Las horas las marcaban las iglesias y monasterios a toque de campana, sin que se señalaran las últimas horas nocturnas a fin de respetar el descanso de los campesinos.
De esta manera, para las gentes de la edad media, el día comenzaba con una solitaria campanada que señalaba la hora prima, la que marcaba el amanecer, hora de empezar sus tareas. Tres horas más tarde, los buenos frailes indicaban con dos campanadas que había llegado la hora tercia y al llegar el mediodía, con el sol en su cénit, hacían sonar tres veces la campana para indicar que había llegado la hora sexta, tres horas después de la tercia. Seguía a esta (pasadas otras tres horas) la última hora diurna, la hora nona, nombrada con dos toques de campana. Se esperaba entonces la caída del sol para, con el crepúsculo, avisar a los lugareños con tres campanadas que llegaba la hora de vísperas, la primera hora nocturna medieval y el momento de cesar con sus actividades diarias. La seguía la hora de completas, con las últimas cuatro campanadas del día, que indicaban a la congregación religiosa y a la ciudadanía que ya era hora de acostarse. Las siguientes horas eran de silencio y ninguna campana sonaba para marcarlas. Solamente en el interior de los monasterios se alzaban los religiosos al quedo aviso de sus superiores a la medianoche, para rezar las oraciones de maitines en los primeros segundos del nuevo día, para volver a levantarse a orar, siempre tras tres períodos de una hora, con la última hora nocturna, la hora de laudes.

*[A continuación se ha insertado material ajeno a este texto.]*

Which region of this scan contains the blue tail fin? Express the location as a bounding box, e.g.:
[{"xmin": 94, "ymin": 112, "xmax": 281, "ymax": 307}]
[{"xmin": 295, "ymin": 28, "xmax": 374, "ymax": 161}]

Guiados por el afán moderno de la precisión (ajeno totalmente a la mentalidad medieval) y para mejor entendernos, podríamos decir que, durante los equinoccios:
los Maitines eran a las 0 horas,
Laudes a las 3 de la madrugada
Prima a las 6 (la primera hora del día)
Tercia a las 9 (la tercera)
Sexta al mediodía, las 12. (la sexta)
Nona a las 3 de la tarde (la novena y última hora diurna)
Vísperas a las 6 de la tarde
Completas a las 9 de la noche.
Durante el resto del año… pues qué más daba, si las horas eran o no igual de largas. En realidad, para un villano en su terruño medieval, nuestra obsesión por medir horas y segundos no podía tener el menor sentido.